Vitamin D (Vit D) insufficiency and deficiency is a significant health issue. Our lab has been conducting pioneering studies examining the role of Vit D in the eye, with a focus on the cornea. Exciting emerging data point to the therapeutic potential of Vit D in treating ocular pathologies. The general hypothesis is that Vit D deficiency or insufficiency can lead to exacerbated anterior segment-related ophthalmic problems brought on by a primary insult or disease.
Specific Aim 1. Examine the influence of Vit D deficiency on corneal epithelial wound healing in diabetic mice. Rationale. Diabetes is a significant complicating factor in any number of pathological conditions, and diabetic keratopathy effects approximately 70% of all diabetics. The hypothesis for Aim 1, based on novel preliminary data collected using diabetic VDR knockout mice, is that Vit D deficiency will lead to a significantly exacerbated deficit in the corneal wound healing of diabetic mice. Approach. Cornea epithelial wounds will be made in control and vitamin D receptor (VDR) knockout diabetic mice. Healing rates will be compared and corneas will be examined for morphological differences. The influence of Vit D metabolites on wound healing in these VDR knockout diabetic mice will be determined.
Specific Aim 2. Examine effects of 24,25D on corneal epithelial cell function. Rationale. We previously demonstrated that the concentration of 24,25D is the highest of all Vit D metabolites in the eye. Recent studies indicate that 24,25D is not just an inactive metabolite. Our preliminary studies demonstrate that 24,25D may play a significant role in the function of the corneal epithelium. Approach. The influence of 24,25D on corneal epithelial cell proliferation and migration will be studied using cell culture. 24,25D effects on the expression of VDR and the key Vit D metabolic-related enzymes CYP27B and CYP24A1 will be measured using qPCR and western blotting. 24,25D signaling through VDR will be examined using VDR knockout mice and cell culture.

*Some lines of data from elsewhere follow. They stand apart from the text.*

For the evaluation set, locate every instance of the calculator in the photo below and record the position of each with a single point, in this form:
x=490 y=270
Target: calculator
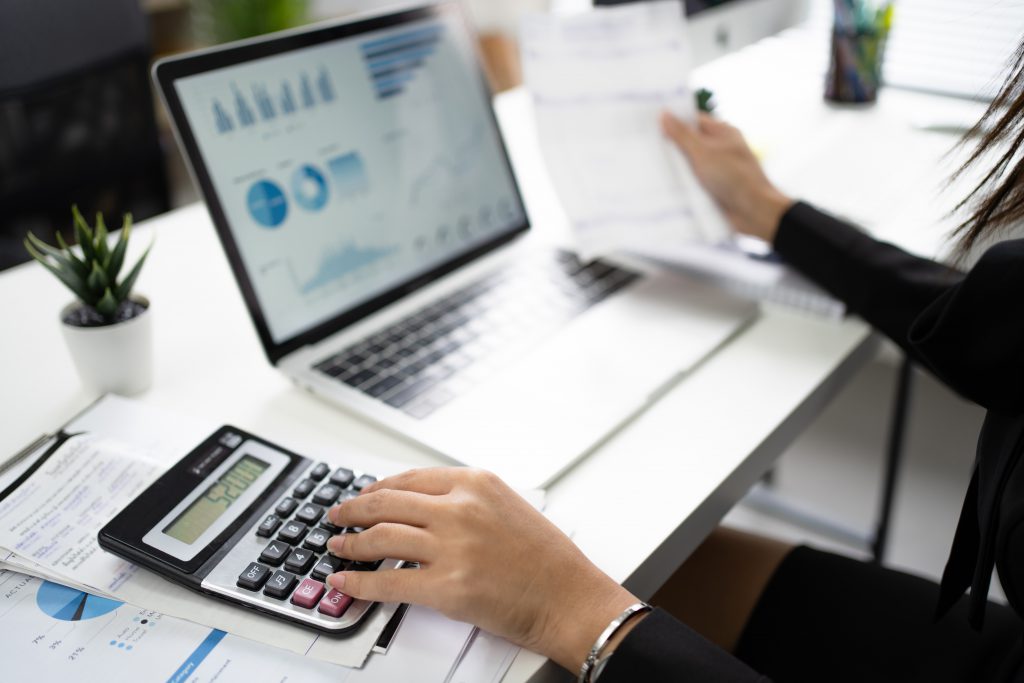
x=244 y=520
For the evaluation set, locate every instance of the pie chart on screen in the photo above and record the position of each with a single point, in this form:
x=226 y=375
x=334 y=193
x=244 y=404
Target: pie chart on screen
x=266 y=203
x=68 y=604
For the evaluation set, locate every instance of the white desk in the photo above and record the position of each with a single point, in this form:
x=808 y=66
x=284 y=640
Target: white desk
x=638 y=506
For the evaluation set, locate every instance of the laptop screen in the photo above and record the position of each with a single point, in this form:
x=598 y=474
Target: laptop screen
x=347 y=168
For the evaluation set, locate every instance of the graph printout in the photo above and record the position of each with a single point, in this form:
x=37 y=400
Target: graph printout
x=347 y=168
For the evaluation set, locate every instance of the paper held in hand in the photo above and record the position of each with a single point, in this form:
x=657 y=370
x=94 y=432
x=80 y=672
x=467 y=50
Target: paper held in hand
x=599 y=81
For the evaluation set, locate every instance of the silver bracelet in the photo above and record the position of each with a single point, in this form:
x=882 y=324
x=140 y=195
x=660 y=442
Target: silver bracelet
x=587 y=671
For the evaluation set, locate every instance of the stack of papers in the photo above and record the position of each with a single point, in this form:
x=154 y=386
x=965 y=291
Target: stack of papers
x=48 y=527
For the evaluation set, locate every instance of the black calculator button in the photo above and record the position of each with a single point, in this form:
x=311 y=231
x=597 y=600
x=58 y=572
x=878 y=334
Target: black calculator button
x=327 y=566
x=268 y=526
x=317 y=540
x=300 y=560
x=333 y=528
x=274 y=553
x=342 y=477
x=304 y=487
x=293 y=532
x=286 y=507
x=309 y=513
x=281 y=585
x=253 y=577
x=364 y=481
x=327 y=495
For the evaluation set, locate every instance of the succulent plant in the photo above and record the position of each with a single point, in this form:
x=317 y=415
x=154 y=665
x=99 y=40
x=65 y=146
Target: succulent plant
x=92 y=272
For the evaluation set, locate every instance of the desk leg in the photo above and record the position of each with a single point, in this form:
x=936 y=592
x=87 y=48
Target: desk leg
x=894 y=454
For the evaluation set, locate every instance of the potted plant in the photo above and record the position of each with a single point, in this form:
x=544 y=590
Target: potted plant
x=108 y=329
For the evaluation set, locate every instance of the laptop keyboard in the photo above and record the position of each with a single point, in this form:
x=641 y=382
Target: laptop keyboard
x=427 y=358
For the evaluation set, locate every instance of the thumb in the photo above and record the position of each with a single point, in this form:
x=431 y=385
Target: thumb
x=684 y=135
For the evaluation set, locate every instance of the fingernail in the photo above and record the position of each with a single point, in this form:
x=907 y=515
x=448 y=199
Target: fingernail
x=335 y=545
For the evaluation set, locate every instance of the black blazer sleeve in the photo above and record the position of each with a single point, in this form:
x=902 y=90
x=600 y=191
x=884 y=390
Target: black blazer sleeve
x=662 y=648
x=967 y=330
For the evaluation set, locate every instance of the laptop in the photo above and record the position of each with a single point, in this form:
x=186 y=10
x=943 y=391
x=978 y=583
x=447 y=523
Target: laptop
x=364 y=196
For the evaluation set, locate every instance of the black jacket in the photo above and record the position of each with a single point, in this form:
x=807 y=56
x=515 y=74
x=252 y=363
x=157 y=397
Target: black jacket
x=969 y=331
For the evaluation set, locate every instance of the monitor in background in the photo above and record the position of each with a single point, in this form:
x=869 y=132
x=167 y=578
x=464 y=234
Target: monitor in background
x=719 y=27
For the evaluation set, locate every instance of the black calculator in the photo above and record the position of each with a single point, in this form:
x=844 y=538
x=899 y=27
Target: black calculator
x=246 y=520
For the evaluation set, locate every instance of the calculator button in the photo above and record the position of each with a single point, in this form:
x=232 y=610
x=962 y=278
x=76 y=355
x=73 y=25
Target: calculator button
x=281 y=585
x=334 y=603
x=321 y=471
x=304 y=487
x=287 y=507
x=253 y=577
x=299 y=560
x=327 y=495
x=274 y=553
x=327 y=566
x=308 y=593
x=342 y=477
x=268 y=526
x=317 y=540
x=309 y=513
x=293 y=531
x=364 y=481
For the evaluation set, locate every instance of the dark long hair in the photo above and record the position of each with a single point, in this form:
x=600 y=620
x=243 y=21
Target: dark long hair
x=997 y=200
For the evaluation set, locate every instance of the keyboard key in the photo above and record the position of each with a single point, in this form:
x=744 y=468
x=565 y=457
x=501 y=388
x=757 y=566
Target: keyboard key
x=268 y=526
x=317 y=540
x=287 y=507
x=334 y=603
x=309 y=513
x=321 y=471
x=281 y=585
x=274 y=553
x=327 y=566
x=364 y=481
x=342 y=477
x=303 y=488
x=300 y=560
x=253 y=577
x=308 y=593
x=293 y=532
x=327 y=495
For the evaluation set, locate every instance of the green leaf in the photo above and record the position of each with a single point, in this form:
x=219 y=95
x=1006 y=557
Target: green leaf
x=118 y=255
x=124 y=289
x=83 y=233
x=76 y=285
x=97 y=281
x=108 y=306
x=102 y=252
x=62 y=260
x=80 y=267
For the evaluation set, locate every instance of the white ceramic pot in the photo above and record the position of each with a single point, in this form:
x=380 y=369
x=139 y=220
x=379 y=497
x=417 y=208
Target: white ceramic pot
x=113 y=358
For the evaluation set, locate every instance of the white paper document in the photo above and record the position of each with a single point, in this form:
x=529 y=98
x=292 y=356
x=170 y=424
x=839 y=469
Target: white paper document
x=48 y=526
x=55 y=633
x=599 y=81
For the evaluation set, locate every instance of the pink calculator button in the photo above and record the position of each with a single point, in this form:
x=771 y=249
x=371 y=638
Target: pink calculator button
x=307 y=593
x=335 y=603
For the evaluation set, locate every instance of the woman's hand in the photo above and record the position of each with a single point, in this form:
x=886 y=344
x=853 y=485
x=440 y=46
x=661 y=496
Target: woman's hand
x=728 y=170
x=485 y=556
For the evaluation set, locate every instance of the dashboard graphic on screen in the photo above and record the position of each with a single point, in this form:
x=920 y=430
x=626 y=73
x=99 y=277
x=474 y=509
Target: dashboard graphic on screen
x=349 y=167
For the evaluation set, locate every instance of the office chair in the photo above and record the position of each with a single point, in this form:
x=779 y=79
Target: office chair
x=77 y=121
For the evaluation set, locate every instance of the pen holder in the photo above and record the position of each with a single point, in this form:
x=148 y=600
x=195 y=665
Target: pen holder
x=855 y=65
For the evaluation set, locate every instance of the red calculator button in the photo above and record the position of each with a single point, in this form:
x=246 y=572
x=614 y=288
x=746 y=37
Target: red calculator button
x=307 y=593
x=334 y=603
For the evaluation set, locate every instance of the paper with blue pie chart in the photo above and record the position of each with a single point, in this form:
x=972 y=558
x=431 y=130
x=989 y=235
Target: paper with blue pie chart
x=267 y=204
x=309 y=187
x=68 y=604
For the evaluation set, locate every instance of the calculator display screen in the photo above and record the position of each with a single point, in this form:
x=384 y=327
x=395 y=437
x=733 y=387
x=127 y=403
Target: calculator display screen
x=209 y=507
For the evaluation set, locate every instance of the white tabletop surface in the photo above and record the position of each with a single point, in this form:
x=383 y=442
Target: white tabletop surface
x=642 y=502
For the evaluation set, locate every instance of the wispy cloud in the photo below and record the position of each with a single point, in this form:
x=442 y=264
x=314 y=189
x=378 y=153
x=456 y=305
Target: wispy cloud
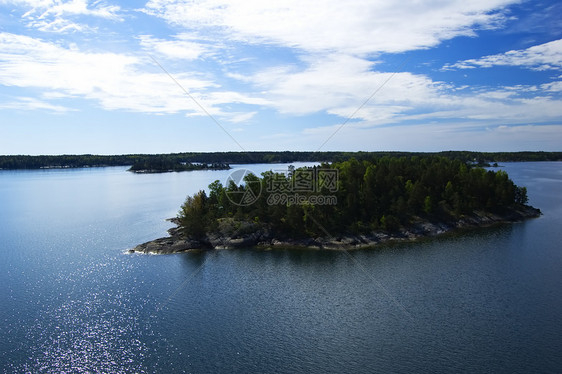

Integrated with Aims 1 and 3, respectively, we will examine the influence of 24,25D on corneal epithelial wound healing along with gap junction function and desmosomes.
Specific Aim 3. Determine how Vit D influences corneal epithelial intercellular junctions. Rationale. We previously demonstrated that Vit D influences the function of corneal epithelial gap junctions and tight junctions. We will test the hypothesis, based on our preliminary studies, that the gap junction functional effects we reported are directly related to modified density and distribution of specific gap junction proteins and that the weak epithelial attachment we observe in VDR knockout mice is related to changes in desmosome protein density and distribution. Approach. Determine the influence of VDR knockout on corneal epithelial mRNA levels, density, and distribution of gap junction- and desmosome-specific proteins. We will also examine the influence of VDR knockout on corneal limbal cell gap junction diffusion coefficients using the FRAP method we recently described. We will also determine if Vit D supplementation affects gap junction connectivity using cell culture scrape loading and FRAP measurements.
Our published studies and preliminary data indicate that vitamin D is important for the normal function of the cornea and that low vitamin D levels may exaggerate the damage inflicted on the cornea by diseases such as diabetes. It has been estimated that 3 of every 4 adolescent and adult Americans and nearly all non-Hispanic blacks (97%) and most Mexican-Americans (90%) are Vit D insufficient. This work will further define the role of vitamin D in corneal function and disease, and begins to address the possible therapeutic role of vitamin D in treating corneal diseases.